V. note [68] des Décrets et assemblées de la Faculté de médecine (1651‑1652) pour la visite de Guy et Robert Patin à Louis xiv le 29 octobre 1652, en compagnie du recteur, Claude de La Place.

22.

« sous la présidence du très illustre maître et docteur Emmanuel Stupan ».

Emmanuel Stupan (Bâle 1587-ibid. 1664) était le fils de Johann Nicolaus (v. note [57], lettre 216), à qui il avait succédé en 1621 comme professeur de médecine à Bâle.

23.

Avant d’être reçu docteur en médecine à Montpellier (10 juillet 1619), Henricus Grassus, Lausannensis, Helveticus-Gallus [Henri Gras, Franco-Suisse natif de Lausanne] avait disputé non pas une, mais deux thèses préparatoires à Bâle.

  1. V. note [57], lettre 216, pour la première, en 1614, sous la présidence de Johann Nicolaus Stupan.

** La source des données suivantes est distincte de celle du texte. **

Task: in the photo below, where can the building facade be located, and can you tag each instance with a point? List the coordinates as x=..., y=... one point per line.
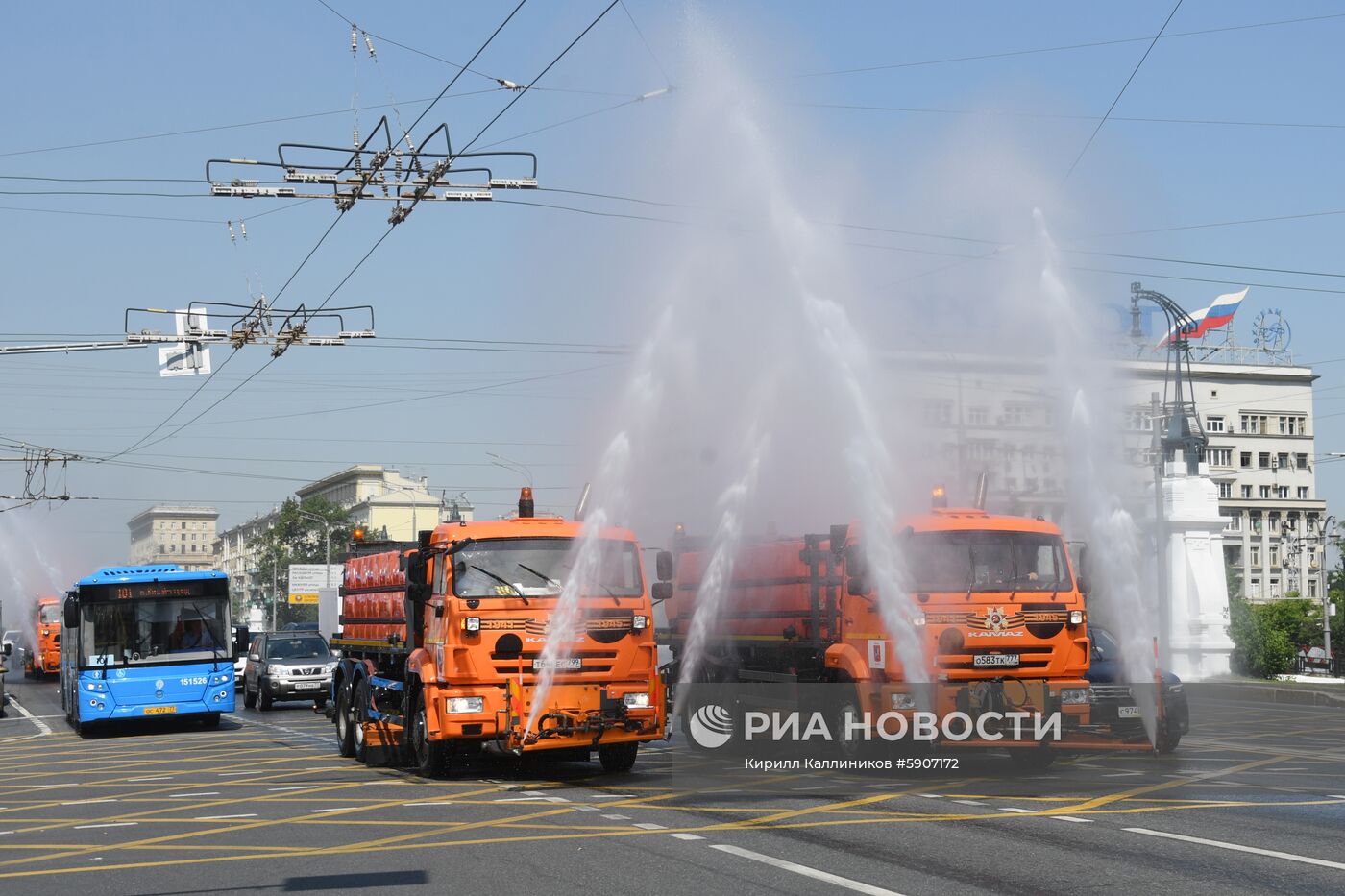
x=175, y=534
x=377, y=498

  2. La seconde en 1615 (dont parlait ici Guy Patin) a aussi été imprimée :

    Auxiliante Trina-Monade, Υγιεινας και Πανακειας Prosatrice, Sequentia ενδοξα παραδοξα Philosophico-Medica Miscellanea : Amplissimi Phœbigenarum Ordinis, Celeberrimæ Helvetiorum βασιλειας indultu, Exercii gratia, Mystis Asclepiadeis discutienda proponit, et Præsid. Clariss. Viro, D.D. Emmanuele Stupano, Basil. Philosopho et Medico solertissimo, defendere conabitur Henricus Grassus Lausann. Helvetico-Gallus, Ad diem 14. Februarii, Anno 1615. in Medicorum Pastoforio.

    [Avec l’aide de la Trinité, mère d’Hygie et de Panacée, {a} suivent divers paradoxes médico-philosophiques célèbres. {b} Par autorisation de l’amplissime Ordre des disciples d’Apollon {c} en la très illustre ville de Bâle, à titre d’exercice pratique, Henri Gras, Franco-Suisse natif de Lausanne, propose aux aspirants asclépiades {d} de les discuter, et sous la présidence d’Emmanuel Stupan, très habile philosophe et médecin bâlois, il entreprendra de les défendre dans l’auditorium des médecins, le 14 février 1615]. {e}


    1. Déesses grecques de la santé : v. notes [2], lettre de Jean de Nully, datée du 31 janvier 1656, et [2] de l’Obervation x contre les apothicaires.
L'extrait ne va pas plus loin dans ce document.